The Lib Dems decline was good news for other parties
Long before the current coalition government the Royal Borough of Kingston Upon Thames was a curious fusion of yellow and blue.
After 12 years of a Liberal Democrat council, that balance shifted right on Friday as the Conservatives removed the incumbent party in resounding fashion.
The result unsurprisingly saw the national alliance damned and tribal loyalties resumed with both sides bullish in defeat and victory alike.
Outgoing Council Leader Liz Green said: “We will be challenging the Conservatives and making sure they know how they are going to pay for their promises.”
She conceded defeat before the Tories had officially won the council but vowed her party will be back in control in four years’ time.
Conservative Prospective Parliamentary Candidate James Berry responded in kind, castigating years of mismanagement he believes has denied residents the services they deserve for paying the highest council tax in London.
He explained: “The people of Kingston have recognised the Liberal Democrats were a tired administration and they are looking forward to change.”
Before the ward counts were declared, prospective Tory candidates hailed the far more vocal support they had received while canvassing than four years ago.
Andrea Craig, re-elected as a Councillor for Canbury, said: “Last time round everyone was very quiet about their support for the Conservatives but this time it was tremendous.”
Her party secured an overall majority of 28 seats by taking five from the Lib Dems and one from Independent candidate Timothy Dennen.
The Conservatives gained control of Kingston Council with a lower share of the vote – 39% – than the 40% they attained in defeat in 2010.
Admittedly the comparison is slightly problematic given the general election coinciding turnout of 69% in 2010 is much higher than the estimated 40% this year.
But it still suggests this result was as much a rejection of the Lib Dems as any ringing endorsement of Kingston Conservatives’ five-point plan.
The beleaguered Lib Dems suffered a harrowing decline in their share of the vote from 43% in 2010 to 30% this year.
Their cause was not helped by the scandal around disgraced former council leader Derek Osbourne, jailed for child pornography offences last October.
They also seemed destabilised by rows over pot-holes, children’s services and the Tolworth Greenway development alongside a national feeling of indignation towards the party.
If not solely to the Tories, then where could the Lib Dem support have swung to in Kingston?
The main benefactors were Labour, who returned to the council after a four-year exile by winning two seats in Norbiton following Sunday’s second recount.
They almost claimed the ward outright but party leader Laurie South fell just three votes short of Liberal Democrat Bill Brisbane for the third seat.
Before the result Mr South was confident his party could re-establish itself in a ward where they had won the top two seats in both 2002 and 2006.
He added: “Norbiton has always been a Labour area – it was only lent to the Liberal Democrats in 2010.”

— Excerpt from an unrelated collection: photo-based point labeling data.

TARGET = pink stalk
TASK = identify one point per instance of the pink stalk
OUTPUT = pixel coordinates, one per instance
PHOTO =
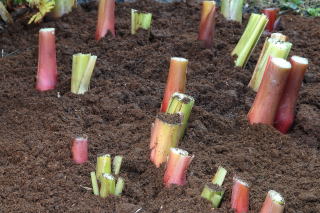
(47, 62)
(79, 150)
(272, 14)
(265, 105)
(286, 110)
(207, 23)
(176, 171)
(240, 196)
(106, 19)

Across the borough Labour increased their share of the vote to 18% – a 50% rise on their 2010 showing.
In other areas of Kingston the clash between blue and yellow duly turned Green.
The Green Party more than doubled their share of the vote from 2010 to reach 7% in the borough.
They finished a remarkable second to the Conservatives in Canbury by beating both the Lib Dems and Labour and enjoyed a strong showing in Tudor.
This success was tempered by all six of their candidates in the targeted wards of Coombe Vale and Grove finishing in the bottom three of each count.
Ryan Coley, who achieved the Greens’ most impressive result by taking fourth in Canbury, acclaimed it an amazing night for his party.
He asserted: “Next time around we will get at least one if not two council seats in Kingston.”
This will undoubtedly also be the aim of UKIP who obtained 6% of the vote in their first year of standing in a full Kingston local government election.
There were even early rumours at the count they had won two seats, including through Tolworth and Hook Rise candidate David Henson.
He said: “We are able to connect with the electorate a lot easier because we say what’s on our mind and what’s on people’s minds.”
The populist Eurosceptic party’s message resonated best with residents in Chessington South where candidates Gina Healey and Coral Cottle beat two Conservative rivals and all three Labour hopefuls.
However, reports of Mr Henson’s victory were ultimately unfounded as he failed to really challenge the Lib Dem control of his ward.
It is difficult to identify exactly where the Lib Dem vote went, as it is likely there was defection from all parties in various directions.
Yet if this trend continues, it would not be surprising to see this three party Kingston Council add a fourth or even a fifth name in 2018.